Fans loved Robin Williams' intense, wired, rapid-fire comic style

In an interview he gave four years ago (2010), Robin Williams revealed a side of himself few knew.

Speaking to comedian Mark Maron, Williams talked about how worried he was when thoughts of suicide came into his head. This had happened a few years previously, when he was struggling with an alcohol addiction and was "sitting naked in a hotel room with a bottle of Jack Daniels".

"There was one moment when I thought, 'F*** life,'" he said.

As was the Williams way, the telling of the incident in the podcast inevitably became a monologue, an extended comedic bit. His conscience become a separate person, and it scolded him for being too rich, too comfortable and too cowardly to do the deed.

"What are you going to do? Do you want to buy a gun? Cut your wrist with a Waterpik? That's erosion, why are you thinking about that?" said Williams, as Maron - and listeners everywhere - went weak with laughter, even as they felt his despair.

"Who is that on the bed there?" asked his conscience, and he replied that he did not know.

"Well, don't discuss this (thought of suicide) with her, she might tweet it," said his conscience, giving the punchline.

On Monday, Williams was found dead of asphyxiation in his home in California, aged 63. A representative said that he had been battling depression and suicide is suspected.

In America, he had first gained national attention in the late 1970s by playing a zany alien Mork in the sitcom Mork And Mindy. The show was built around his quick-witted comedic style, one that featured extemporaneous musings, delivered with a flat, staccato rhythm that did not pause for nor emphasise punchlines.

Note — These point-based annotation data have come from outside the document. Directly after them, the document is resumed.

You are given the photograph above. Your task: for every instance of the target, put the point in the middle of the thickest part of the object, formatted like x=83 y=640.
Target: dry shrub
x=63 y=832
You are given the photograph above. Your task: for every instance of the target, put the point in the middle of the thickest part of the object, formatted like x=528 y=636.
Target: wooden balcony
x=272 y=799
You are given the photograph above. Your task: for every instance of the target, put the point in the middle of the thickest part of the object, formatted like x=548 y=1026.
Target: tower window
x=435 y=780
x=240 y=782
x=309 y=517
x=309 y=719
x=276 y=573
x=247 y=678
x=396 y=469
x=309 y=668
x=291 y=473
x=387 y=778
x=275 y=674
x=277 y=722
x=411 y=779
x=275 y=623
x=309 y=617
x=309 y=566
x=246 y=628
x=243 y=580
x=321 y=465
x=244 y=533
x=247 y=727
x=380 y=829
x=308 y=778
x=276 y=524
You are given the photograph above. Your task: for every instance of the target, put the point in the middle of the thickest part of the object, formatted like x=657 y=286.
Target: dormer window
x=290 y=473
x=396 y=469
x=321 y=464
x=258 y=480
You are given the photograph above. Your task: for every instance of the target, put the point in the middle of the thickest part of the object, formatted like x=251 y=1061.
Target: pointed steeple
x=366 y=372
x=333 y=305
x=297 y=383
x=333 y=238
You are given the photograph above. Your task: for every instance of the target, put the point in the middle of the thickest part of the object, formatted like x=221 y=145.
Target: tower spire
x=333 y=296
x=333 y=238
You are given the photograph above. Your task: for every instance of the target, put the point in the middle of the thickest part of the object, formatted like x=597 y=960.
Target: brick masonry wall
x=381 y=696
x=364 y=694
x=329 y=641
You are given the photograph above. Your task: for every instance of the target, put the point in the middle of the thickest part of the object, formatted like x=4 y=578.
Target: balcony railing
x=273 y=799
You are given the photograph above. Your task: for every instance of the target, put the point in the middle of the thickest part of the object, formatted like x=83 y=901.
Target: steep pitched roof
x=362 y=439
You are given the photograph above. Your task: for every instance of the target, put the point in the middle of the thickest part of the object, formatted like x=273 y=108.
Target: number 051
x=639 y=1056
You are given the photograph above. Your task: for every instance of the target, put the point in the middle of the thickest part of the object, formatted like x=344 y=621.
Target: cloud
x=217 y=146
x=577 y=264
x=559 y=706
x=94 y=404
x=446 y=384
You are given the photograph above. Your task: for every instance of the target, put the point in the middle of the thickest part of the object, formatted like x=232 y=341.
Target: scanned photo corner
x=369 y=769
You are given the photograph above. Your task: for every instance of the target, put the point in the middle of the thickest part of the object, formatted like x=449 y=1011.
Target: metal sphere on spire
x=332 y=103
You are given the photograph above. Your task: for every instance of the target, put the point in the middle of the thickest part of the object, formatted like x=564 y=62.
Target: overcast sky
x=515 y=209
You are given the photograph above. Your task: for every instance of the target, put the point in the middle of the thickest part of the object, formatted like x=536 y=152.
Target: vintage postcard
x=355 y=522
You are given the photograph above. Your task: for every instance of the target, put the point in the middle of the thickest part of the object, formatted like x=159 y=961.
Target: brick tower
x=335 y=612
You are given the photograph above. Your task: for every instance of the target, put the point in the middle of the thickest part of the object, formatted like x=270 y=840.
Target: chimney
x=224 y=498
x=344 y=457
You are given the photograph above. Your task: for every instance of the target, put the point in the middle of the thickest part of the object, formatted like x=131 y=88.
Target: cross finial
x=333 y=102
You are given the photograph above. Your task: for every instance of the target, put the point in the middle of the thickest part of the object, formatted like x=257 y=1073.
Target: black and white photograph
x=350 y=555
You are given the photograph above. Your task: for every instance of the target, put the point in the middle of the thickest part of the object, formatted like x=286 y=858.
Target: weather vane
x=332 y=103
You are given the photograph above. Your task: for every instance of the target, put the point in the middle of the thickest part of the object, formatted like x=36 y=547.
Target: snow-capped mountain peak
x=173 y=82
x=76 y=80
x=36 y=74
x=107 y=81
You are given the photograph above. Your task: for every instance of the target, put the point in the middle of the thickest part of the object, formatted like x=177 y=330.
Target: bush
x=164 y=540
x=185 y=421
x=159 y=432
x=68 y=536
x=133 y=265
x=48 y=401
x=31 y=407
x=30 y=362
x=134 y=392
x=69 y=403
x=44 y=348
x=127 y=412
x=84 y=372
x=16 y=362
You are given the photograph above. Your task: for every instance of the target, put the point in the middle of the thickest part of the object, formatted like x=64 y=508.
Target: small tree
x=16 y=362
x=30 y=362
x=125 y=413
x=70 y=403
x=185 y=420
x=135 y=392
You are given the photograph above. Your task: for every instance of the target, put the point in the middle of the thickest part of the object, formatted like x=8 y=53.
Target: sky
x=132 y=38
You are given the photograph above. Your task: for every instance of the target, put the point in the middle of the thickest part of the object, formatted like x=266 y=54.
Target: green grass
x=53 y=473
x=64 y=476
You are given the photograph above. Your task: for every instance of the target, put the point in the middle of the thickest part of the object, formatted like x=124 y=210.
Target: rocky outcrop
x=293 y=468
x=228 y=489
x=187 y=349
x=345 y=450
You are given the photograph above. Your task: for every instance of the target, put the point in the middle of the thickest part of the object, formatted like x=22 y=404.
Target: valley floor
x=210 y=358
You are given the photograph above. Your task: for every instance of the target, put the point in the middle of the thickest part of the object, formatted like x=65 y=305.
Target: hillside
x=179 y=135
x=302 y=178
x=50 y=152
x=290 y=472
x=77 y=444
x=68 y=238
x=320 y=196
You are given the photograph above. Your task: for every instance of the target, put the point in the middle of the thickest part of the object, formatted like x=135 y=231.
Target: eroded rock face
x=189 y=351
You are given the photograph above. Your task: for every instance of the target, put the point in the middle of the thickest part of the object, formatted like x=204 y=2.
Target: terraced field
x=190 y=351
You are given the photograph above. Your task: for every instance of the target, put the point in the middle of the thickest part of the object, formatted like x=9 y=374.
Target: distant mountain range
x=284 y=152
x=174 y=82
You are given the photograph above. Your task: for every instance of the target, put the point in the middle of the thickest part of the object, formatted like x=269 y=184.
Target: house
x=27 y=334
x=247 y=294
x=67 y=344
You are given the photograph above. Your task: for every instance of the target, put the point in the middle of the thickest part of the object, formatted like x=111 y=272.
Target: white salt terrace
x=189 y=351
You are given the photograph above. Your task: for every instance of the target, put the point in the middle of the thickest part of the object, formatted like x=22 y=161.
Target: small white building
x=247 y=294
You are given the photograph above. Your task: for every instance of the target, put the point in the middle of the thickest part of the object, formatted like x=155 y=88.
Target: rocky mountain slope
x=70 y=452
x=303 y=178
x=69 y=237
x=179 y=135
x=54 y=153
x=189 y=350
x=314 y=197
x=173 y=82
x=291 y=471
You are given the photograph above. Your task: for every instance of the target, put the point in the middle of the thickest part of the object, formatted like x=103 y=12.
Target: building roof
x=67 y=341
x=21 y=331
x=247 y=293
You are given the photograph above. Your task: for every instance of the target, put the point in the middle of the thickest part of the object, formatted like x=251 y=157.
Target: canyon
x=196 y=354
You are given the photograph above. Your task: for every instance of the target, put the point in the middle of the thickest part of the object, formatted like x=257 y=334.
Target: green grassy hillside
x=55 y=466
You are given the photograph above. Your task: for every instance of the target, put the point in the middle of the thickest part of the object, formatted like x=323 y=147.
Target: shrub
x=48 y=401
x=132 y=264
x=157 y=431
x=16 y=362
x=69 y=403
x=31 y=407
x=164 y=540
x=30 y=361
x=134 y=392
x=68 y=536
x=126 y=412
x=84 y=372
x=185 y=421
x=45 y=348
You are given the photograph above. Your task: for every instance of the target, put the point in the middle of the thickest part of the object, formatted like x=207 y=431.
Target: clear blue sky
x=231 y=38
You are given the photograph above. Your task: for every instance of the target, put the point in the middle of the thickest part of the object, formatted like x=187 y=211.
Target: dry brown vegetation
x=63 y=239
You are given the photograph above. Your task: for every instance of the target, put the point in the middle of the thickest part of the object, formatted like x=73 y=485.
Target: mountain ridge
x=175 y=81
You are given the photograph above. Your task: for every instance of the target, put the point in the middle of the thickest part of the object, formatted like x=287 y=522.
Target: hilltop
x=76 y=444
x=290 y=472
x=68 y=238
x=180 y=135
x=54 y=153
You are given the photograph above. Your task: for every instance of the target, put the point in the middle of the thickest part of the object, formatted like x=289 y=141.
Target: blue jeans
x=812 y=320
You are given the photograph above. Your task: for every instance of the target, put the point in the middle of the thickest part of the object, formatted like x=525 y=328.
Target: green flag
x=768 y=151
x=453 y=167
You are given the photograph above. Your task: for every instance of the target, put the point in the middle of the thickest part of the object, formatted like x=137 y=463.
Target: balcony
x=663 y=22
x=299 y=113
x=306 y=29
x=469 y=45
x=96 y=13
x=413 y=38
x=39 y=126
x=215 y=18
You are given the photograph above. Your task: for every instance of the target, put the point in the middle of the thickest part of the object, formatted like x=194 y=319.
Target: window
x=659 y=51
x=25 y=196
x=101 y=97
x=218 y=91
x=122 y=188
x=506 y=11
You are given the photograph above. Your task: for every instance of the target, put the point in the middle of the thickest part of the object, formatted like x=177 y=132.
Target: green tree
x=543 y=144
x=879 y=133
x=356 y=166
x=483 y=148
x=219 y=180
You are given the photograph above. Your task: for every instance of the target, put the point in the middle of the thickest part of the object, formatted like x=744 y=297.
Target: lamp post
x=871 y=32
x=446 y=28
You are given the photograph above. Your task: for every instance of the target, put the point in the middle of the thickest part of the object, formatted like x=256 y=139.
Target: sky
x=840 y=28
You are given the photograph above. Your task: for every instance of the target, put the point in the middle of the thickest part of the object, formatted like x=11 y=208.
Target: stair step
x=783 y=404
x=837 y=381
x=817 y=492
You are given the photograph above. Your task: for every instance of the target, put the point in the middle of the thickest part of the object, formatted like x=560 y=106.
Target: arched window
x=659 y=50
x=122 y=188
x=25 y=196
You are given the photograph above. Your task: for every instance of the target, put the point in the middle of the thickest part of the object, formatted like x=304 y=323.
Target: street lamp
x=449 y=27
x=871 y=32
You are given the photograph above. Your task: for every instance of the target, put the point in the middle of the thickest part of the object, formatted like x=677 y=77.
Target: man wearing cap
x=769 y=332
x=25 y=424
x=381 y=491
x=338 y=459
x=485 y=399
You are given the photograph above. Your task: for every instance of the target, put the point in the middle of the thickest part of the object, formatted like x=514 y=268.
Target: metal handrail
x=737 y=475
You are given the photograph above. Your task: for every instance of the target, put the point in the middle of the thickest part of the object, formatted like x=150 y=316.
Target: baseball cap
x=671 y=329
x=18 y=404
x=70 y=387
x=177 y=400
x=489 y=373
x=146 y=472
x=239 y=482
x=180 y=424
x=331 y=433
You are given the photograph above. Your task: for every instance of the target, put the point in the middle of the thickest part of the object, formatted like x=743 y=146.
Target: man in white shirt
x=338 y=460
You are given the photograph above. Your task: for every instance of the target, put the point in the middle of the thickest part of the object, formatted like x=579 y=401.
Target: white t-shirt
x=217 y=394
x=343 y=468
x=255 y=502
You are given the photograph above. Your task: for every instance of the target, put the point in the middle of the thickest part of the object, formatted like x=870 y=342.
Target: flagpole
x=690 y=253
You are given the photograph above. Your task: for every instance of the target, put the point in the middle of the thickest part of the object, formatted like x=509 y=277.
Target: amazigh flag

Here in Singapore, we missed out on his post-Mork career as a standup comic, during which he appeared live and on television specials. We would have to wait till 1987 before he came by again, in the drama-comedy Good Morning, Vietnam (1987). This was followed by parts in a string of hit movies, such as Dead Poets Society (1989) and Good Will Hunting (1997).

Unlike comics who find one successful formula movie and stick with it the format (the list of play-it-safe comedians run the gamut from Chevy Chase to Eddie Murphy), Williams went for parts that stretched his capabilities as a serious actor, in films such as The Fisher King (1991), where he played a man who suffered hallucinations after witnessing his wife being gunned down, and One Hour Photo (2002), in which he was a sociopath obsessed with a family.

Williams was best known for his broader, more slapstick turns, as Mork and as Mrs. Doubtfire in the comedy of the same name (1993) and as the voice of the Genie in the animated film Aladdin (1992). The public only seemed to give Williams his greatest support when he stuck to his rapid-fire, riffing mode; when he ventured outside, such as in the critically-acclaimed but financially disastrous dark comedy World's Greatest Dad (2009), about a poetry teacher who covers up his son's death with a fake suicide note, they shunned him.

His last movie here opened in June. In The Angriest Man In Brooklyn, Williams played Henry Altmann, an unlikeable, curmudgeonly man who races around New York making amends when told he has 90 minutes to live.

Williams' star had dimmed in recent times, and the film was not his finest moment as a comedian or actor, but as his audience, we never wrote him off. He seemed as intense and wired as ever, and it looked as if he had all the time in the world.